De acties om deze vluchtelingen veilig onder dak te brengen en te verzorgen, betekenden de eerste aanraking van de Groningse communisten met de gevolgen van het fascisme in Duitsland. Daarnaast steunden zij het verzet ín (!) Duitsland. Duitse emigranten in Nederland drukten hier pamfletten, die onder meer via de havenarbeider Bonno Smit en de machinist Hendrik Zandstra, met gevaar voor eigen leven, vanuit Delfzijl naar Emden werden gesmokkeld, om daar te worden verspreid.

Het is dan ook niet verwonderlijk dat de communisten bij de eersten waren die direct na de Duitse bezetting van Nederland in de illegaliteit gingen. En evenmin is het verwonderlijk dat zij als eersten werden getroffen door de Duitse maatregelen. Op 20 juli 1940, slechts twee maanden na de Duitse inval, werd hun partij verboden en werden bij vooraanstaande communisten huiszoekingen verricht. Een week later werd het aan de communistische leden van de gemeenteraden en de Provinciale Staten verboden om nog langer aan de vergaderingen daarvan deel te nemen.

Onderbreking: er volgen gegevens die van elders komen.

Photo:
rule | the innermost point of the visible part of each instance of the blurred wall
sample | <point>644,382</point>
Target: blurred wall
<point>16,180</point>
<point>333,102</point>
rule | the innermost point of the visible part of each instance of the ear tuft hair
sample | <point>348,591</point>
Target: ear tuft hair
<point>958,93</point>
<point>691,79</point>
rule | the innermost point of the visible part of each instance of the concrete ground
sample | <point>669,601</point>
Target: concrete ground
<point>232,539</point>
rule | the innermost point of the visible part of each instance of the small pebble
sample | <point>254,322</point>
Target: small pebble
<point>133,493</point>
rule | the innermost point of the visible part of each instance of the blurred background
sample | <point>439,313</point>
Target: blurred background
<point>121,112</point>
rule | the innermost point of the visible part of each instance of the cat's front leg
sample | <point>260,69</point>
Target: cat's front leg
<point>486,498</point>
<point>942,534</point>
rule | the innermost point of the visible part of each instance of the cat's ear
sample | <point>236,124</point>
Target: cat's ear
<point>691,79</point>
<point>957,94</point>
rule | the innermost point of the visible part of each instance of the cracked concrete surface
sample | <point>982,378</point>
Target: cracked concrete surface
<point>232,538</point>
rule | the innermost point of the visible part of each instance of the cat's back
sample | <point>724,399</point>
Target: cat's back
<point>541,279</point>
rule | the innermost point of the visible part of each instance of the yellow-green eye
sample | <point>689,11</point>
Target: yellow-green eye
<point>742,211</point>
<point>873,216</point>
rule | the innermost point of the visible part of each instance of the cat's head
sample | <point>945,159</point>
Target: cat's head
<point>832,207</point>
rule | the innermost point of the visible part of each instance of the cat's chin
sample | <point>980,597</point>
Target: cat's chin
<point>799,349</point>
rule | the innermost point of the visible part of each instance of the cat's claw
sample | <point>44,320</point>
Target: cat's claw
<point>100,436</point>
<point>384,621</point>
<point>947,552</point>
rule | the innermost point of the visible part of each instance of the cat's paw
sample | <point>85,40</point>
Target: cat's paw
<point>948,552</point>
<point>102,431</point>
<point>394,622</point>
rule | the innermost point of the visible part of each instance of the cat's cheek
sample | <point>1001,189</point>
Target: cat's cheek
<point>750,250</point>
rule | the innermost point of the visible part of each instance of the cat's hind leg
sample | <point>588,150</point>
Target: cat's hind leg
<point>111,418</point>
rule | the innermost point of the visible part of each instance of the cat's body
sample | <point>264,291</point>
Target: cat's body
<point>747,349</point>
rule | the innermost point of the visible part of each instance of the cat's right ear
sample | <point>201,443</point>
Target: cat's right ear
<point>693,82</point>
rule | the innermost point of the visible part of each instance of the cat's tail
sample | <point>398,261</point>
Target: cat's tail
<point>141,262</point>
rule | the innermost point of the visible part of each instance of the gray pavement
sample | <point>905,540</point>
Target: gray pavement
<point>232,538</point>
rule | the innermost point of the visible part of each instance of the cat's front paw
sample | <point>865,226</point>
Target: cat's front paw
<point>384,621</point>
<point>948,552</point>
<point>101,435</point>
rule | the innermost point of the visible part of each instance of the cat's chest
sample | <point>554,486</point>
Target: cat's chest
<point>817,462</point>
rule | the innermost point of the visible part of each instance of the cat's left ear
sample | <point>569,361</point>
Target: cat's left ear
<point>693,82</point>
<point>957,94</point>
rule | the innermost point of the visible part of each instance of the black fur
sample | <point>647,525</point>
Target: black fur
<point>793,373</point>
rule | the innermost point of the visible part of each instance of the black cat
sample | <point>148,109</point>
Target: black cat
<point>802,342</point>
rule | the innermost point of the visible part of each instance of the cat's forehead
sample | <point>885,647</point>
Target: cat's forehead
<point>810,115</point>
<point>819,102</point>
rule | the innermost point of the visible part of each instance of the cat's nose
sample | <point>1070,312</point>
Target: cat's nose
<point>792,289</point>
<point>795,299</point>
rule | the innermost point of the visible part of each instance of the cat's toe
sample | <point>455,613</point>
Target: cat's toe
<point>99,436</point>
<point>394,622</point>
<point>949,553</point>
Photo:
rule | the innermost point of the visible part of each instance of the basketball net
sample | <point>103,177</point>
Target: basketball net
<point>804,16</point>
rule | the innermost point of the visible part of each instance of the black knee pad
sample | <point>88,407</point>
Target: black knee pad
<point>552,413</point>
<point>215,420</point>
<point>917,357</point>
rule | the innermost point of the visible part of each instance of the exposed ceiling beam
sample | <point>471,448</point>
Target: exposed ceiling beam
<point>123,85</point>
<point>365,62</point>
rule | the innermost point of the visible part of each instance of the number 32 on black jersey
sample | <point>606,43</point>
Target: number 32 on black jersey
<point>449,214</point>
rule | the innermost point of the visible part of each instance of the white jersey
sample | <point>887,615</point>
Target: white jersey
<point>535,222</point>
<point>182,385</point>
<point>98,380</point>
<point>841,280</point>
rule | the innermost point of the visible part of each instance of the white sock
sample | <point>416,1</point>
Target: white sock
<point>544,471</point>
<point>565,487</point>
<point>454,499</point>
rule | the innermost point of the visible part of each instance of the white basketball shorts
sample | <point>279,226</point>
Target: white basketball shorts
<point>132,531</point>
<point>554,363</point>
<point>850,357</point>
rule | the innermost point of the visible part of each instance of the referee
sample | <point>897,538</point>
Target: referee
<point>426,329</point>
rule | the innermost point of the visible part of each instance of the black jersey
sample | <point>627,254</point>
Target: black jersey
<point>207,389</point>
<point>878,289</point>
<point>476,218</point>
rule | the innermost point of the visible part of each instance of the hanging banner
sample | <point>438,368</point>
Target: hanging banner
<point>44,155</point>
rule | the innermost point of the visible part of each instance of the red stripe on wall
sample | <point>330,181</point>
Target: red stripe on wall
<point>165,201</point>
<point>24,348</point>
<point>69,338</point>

In het najaar van 1940 kwam als reactie daarop reeds hun eerste illegale krant uit: het Noorderlicht. Het Noorderlicht werd op regelmatige basis verspreid in de stad en in delen van de provincie. Met behulp van deze krant verzetten de communisten zich tegen de gedwongen uitzending van werklozen naar Duitsland en kwamen zij - geheel volgens communistische traditie - op voor hoger loon en voor hogere uitkeringen voor werklozen. Maar ook protesteerden zij van meet af aan op felle wijze tegen de opkomende jodenvervolging in Nederland, die in Groningen onder meer tot uitdrukking kwam in het ingooien van ruiten van de synagoge en van joodse winkels.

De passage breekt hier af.